TC’nin gayrimüslimleri yıldırmak için örgütleyip hayata geçirdiği en etkili darbe ise 1955 yılının 6-7 Eylül günlerinde gerçekleşmiştir. Selanik’te Atatürk’ün evine bomba konulduğu haberinin radyodan verilmesi ve İstanbul Ekspress gazetesi ile duyurulması ile hazırda bekleyen “kitleler” görevlerini yerine getirmişlerdir. Kontrgerillanın bu “başarılı” organizasyonuyla harekete geçen “kitle”lerin iki gün boyunca gerçekleştirildiği pogromda binlerce işyeri ve ev talan edilmiş, onlarca kadına tecavüz edilmiş, 15 kişi öldürülmüştür. Hükümet tarafından olayın sorumlusu olarak komünistler gösterilmiş ve bilinen solcular bu işle hiçbir ilgileri olmadığı açık olmasına rağmen tutuklanmış ve yargılanmışlardır. Ancak bugün ortaya çıkan bilgilerle bu pogromun bir kontrgerilla işi olduğu ayan beyan ortaya çıkmış, Özel Harp Dairesinin bir dönem başında bulunan komutan tarafından da açıkça ilan edilmiştir.[3]
6-7 Eylül olayları da daha önce hayata geçirilen asimilasyona ve ülkedeki gayrimüslim unsurların yok edilmesine dönük sistematik devlet politikasının bir halkasıdır. Nitekim 6-7 Eylül olaylarının ardından gayrimüslimlerin kalan kesimleri de süreç içerisinde ülkeyi terk etmiş, sayıları sembolik düzeylere inmiştir. 1980 faşist darbesinden sonra 1 milyona yakın Süryani de ağır baskılar nedeniyle kitleler halinde Avrupa ülkelerine göçe zorlanmış ve ulus-devletin Türk ve İslam temeli biraz daha güçlendirilmiştir.

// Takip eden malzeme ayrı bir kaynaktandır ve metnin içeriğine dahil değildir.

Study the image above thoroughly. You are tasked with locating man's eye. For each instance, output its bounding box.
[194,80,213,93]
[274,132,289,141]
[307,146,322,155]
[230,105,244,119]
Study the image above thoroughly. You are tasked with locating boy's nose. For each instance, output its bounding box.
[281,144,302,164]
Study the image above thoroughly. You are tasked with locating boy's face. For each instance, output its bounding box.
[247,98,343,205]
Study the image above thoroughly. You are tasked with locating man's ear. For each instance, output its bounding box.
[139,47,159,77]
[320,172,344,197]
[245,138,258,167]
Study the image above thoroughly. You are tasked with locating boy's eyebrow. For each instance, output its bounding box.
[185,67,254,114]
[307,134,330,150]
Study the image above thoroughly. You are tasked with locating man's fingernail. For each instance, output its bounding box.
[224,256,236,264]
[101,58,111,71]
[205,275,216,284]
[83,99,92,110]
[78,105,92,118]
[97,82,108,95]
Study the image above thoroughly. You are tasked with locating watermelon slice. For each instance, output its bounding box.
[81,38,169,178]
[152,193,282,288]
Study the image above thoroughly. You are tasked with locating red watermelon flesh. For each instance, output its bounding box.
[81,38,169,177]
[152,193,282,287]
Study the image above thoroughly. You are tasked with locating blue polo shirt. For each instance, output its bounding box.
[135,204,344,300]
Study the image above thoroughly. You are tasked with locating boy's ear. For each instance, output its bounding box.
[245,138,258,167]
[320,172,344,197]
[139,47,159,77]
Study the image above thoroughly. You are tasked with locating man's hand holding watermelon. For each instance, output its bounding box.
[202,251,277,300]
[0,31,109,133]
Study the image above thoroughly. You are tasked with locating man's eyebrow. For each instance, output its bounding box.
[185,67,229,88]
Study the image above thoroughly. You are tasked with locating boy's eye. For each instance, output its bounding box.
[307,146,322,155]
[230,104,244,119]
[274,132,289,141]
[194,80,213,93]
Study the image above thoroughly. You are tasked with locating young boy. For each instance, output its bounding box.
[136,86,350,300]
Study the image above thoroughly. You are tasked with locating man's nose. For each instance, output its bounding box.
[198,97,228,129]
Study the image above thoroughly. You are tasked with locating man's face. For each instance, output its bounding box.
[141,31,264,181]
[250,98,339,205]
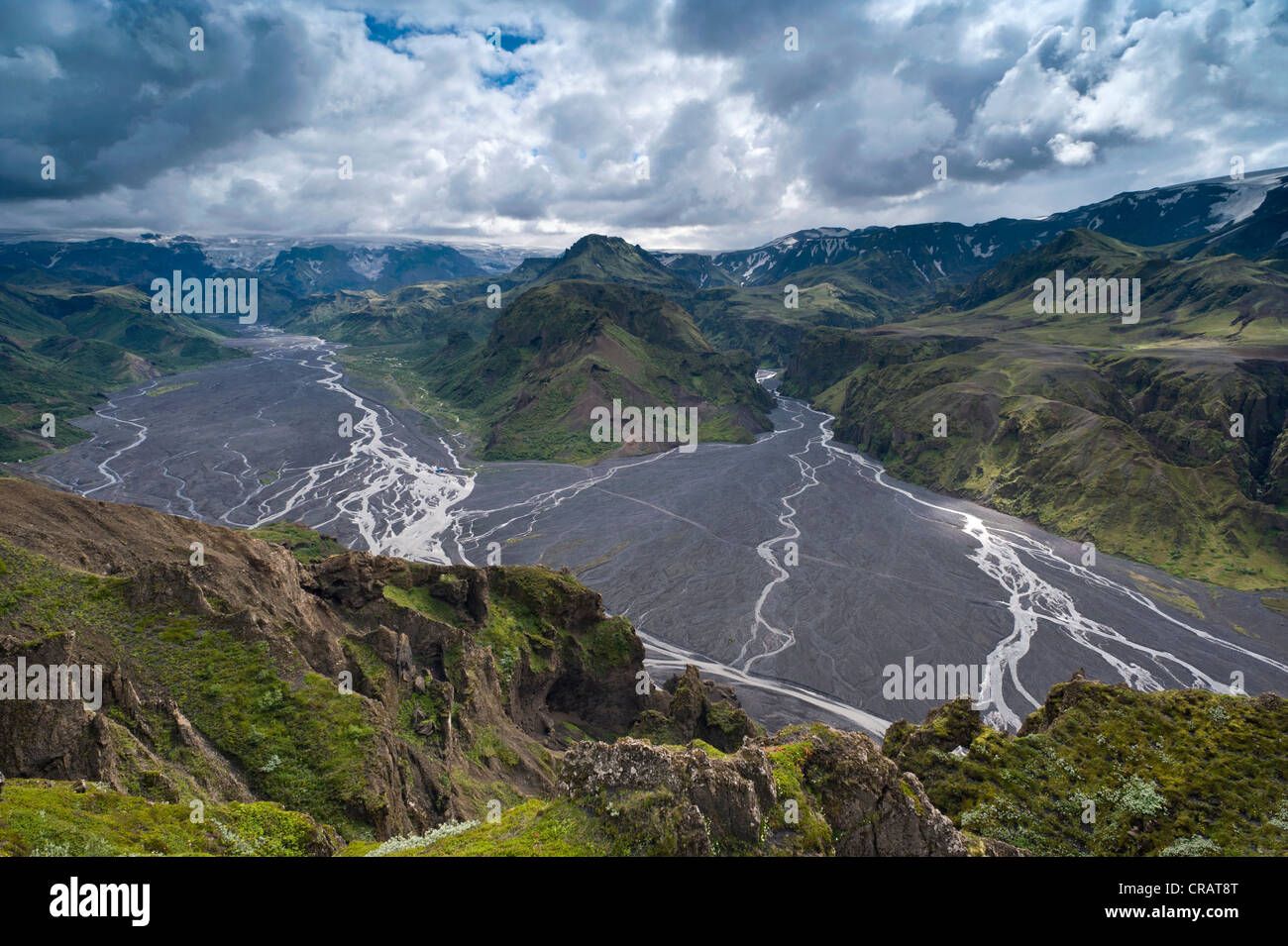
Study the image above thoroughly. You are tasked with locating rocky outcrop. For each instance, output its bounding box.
[631,664,760,752]
[561,726,1018,857]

Zulümle karılan “ulus” harcı
Bütün tepeden burjuva devrimlerinde olduğu gibi TC devleti de gecikmenin yarattığı sancılarla doğmuştur. Kendi egemenliğini ifade eden bir ulus-devleti ve onun ulusunu yaratma sorunuyla yüz yüze kalan burjuvazi, bunu büyük yıkımlar pahasına gerçekleştirmiştir. TC devletinin harcı, işçi sınıfının ödediği büyük bedellerle birlikte, egemen sınıfın halklara reva gördüğü zulümlerle karılmıştır. Burjuva devlet bugün de yine aynı bedelleri ödeterek, benzer zulümleri yaşatarak ayakta kalmaya çalışmaktadır.

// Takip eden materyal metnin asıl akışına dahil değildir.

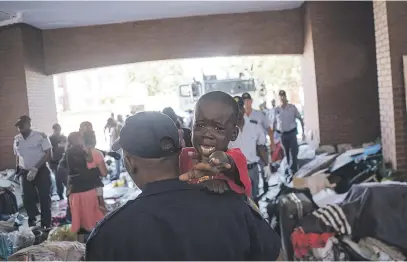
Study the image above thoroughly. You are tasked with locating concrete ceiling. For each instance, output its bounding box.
[0,1,303,29]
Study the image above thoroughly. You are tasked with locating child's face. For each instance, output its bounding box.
[72,135,85,146]
[192,101,238,157]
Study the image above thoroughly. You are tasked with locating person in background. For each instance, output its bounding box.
[13,115,52,228]
[79,121,96,148]
[163,107,192,147]
[66,132,107,241]
[49,124,67,200]
[242,93,274,151]
[229,96,268,202]
[103,113,116,140]
[108,119,122,180]
[85,112,281,261]
[116,115,124,127]
[274,90,304,179]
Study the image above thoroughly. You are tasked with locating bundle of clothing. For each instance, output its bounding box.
[0,187,18,216]
[8,241,85,261]
[281,183,407,261]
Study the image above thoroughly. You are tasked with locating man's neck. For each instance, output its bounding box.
[141,172,180,187]
[21,129,31,139]
[245,108,253,116]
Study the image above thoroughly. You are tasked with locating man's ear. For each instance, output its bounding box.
[124,153,137,175]
[230,126,239,141]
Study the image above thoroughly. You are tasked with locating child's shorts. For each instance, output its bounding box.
[96,187,103,196]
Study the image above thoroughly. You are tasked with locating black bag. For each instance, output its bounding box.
[278,193,317,261]
[0,188,18,215]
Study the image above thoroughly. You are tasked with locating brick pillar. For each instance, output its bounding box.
[0,25,56,169]
[373,1,407,172]
[303,1,380,145]
[0,26,29,169]
[21,25,58,134]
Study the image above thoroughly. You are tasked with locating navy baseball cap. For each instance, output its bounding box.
[242,93,252,100]
[278,90,287,96]
[112,111,181,158]
[15,115,31,126]
[233,96,244,108]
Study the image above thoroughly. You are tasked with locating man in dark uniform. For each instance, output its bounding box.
[49,124,67,200]
[13,116,52,228]
[86,112,280,261]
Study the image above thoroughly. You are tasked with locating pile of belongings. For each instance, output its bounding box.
[0,169,23,210]
[48,225,77,241]
[103,172,141,212]
[0,220,36,259]
[267,144,386,231]
[8,241,85,261]
[279,182,407,261]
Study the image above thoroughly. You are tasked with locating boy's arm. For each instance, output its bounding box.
[224,148,252,195]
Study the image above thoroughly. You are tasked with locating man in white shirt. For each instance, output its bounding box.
[229,97,268,199]
[274,90,304,174]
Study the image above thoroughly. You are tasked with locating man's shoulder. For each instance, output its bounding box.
[31,130,48,139]
[89,198,149,240]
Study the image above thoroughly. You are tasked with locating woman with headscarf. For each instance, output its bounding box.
[66,132,107,241]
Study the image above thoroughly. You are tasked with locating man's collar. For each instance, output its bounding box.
[140,178,200,197]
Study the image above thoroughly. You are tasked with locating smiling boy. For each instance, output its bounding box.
[180,91,251,196]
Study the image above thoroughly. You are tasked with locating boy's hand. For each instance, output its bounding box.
[179,159,231,181]
[201,179,230,194]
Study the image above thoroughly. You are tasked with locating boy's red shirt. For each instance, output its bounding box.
[179,147,252,197]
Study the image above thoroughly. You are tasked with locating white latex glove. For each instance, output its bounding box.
[263,165,273,181]
[27,167,38,181]
[304,173,336,195]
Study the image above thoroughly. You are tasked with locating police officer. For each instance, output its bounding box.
[86,112,280,261]
[275,90,304,174]
[229,96,268,200]
[242,93,274,149]
[14,116,52,228]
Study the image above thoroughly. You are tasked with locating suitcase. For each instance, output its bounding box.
[278,193,318,261]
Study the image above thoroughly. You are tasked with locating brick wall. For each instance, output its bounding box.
[43,8,303,74]
[21,25,58,134]
[304,1,380,144]
[0,25,56,169]
[373,1,397,168]
[374,1,407,172]
[301,3,320,147]
[0,26,29,169]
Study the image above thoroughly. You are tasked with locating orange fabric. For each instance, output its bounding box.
[69,189,104,232]
[179,147,252,197]
[291,228,335,258]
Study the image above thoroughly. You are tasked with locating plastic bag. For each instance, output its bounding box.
[0,233,13,259]
[48,225,77,241]
[9,241,85,261]
[8,220,35,252]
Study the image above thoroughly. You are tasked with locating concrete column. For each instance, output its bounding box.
[303,1,380,145]
[373,1,407,172]
[0,24,57,169]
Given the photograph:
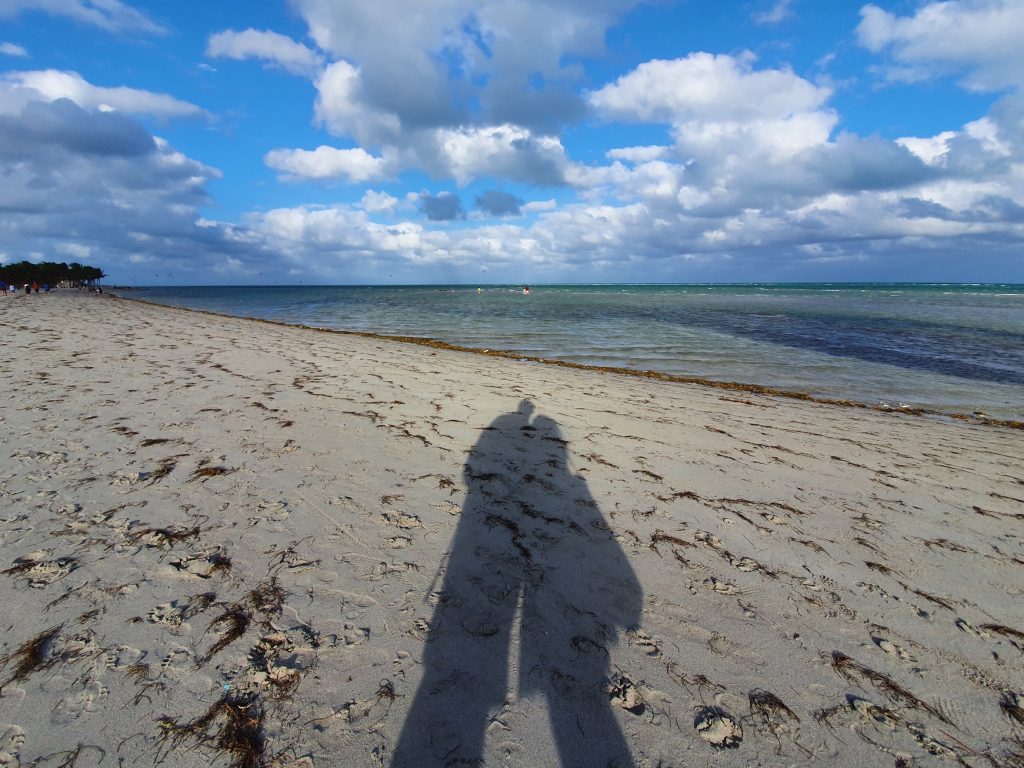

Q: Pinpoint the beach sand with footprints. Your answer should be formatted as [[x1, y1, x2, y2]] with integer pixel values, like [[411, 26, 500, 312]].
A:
[[0, 293, 1024, 768]]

Türk burjuvazisi uluslaşma sürecinde öngördüğü gibi gayrimüslimleri bu topraklardan atmış, onların servetlerinin önemli bir kısmına el koymuş, özellikle Anadolu’ya başka topraklardan gelen Müslüman toplulukları asimile etmeyi de başarmıştır. Ne var ki bütün bu “başarı”larına rağmen öngördüğü ulus-devletin en önemli gereklerinden başlıcasını yerine getirememiş; Kürt halkını asimile etmeyi başaramamıştır. Yıllar boyunca yaptığı zulümlerle ne kadar bastırmaya çalışsa da Kürt sorununun karşısına yeniden ve yeniden çıkmasına mani olamamıştır. Kürtlere karşı sürdürdüğü inkâr ve imha politikaları boşa çıkmıştır. Ancak her şeye rağmen Türk burjuvazisi, imhacı geleneğinin tarihteki başarılarının onda yarattığı güven duygusuyla olsa gerek, Kürt halkının haklarını kabul etmemeye ve bunlar için mücadele edenleri cebir yoluyla sindirmeye çalışmaya devam etmektedir.

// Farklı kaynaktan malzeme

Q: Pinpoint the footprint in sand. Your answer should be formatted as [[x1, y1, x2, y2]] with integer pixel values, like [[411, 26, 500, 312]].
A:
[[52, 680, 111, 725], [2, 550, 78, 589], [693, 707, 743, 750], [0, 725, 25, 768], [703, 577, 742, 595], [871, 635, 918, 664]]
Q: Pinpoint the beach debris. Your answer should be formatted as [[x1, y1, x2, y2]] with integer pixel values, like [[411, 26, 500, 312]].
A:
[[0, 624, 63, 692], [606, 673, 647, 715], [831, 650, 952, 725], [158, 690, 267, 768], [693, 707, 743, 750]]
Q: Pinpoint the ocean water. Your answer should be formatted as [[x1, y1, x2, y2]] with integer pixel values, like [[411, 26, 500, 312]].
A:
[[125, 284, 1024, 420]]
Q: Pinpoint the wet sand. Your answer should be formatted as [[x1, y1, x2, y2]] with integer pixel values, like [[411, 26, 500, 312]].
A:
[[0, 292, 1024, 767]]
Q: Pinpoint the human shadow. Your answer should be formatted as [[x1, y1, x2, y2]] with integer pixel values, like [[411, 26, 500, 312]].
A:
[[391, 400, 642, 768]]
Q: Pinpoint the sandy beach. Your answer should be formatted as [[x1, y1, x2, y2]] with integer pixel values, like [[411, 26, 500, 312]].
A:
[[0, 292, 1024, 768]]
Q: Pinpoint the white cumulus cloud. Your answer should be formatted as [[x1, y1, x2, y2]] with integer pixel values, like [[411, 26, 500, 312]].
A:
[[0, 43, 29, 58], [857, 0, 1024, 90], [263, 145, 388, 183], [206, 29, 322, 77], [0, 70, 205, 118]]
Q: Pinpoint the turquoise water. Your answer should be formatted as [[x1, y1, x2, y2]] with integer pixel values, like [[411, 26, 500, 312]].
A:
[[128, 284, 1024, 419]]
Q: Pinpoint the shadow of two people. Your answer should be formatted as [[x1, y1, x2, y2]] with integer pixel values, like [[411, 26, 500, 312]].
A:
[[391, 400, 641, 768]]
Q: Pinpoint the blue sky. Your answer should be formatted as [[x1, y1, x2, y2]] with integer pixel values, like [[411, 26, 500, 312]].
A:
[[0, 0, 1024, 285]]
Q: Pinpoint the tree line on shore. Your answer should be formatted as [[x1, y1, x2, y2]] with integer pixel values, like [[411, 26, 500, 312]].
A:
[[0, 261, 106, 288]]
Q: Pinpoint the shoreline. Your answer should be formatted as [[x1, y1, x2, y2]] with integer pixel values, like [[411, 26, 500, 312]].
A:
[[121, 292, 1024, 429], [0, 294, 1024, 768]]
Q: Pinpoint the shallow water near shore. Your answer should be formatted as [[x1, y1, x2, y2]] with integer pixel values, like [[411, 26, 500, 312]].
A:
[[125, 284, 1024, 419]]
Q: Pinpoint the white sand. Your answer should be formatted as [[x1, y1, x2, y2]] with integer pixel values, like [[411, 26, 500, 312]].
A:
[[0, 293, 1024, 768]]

Bugüne kadar bu topraklarda yaşananlar, burjuvazinin yıkım ve gözyaşından beslendiğini göstermektedir. Burjuvazi toplumun her hücresine zerk ettiği milliyetçilik zehriyle halklar arasında düşmanlıklar yaratmış, halkları birbirine düşürmüştür. Halkların kardeşliğini sağlayacak yegâne program işçi sınıfının devrimci programıdır. Halkların birbirine düştükleri bir dünya istemeyen herkes de, bu yüzden bütün gücüyle bu programı hayat geçirmek için mücadele etmelidir.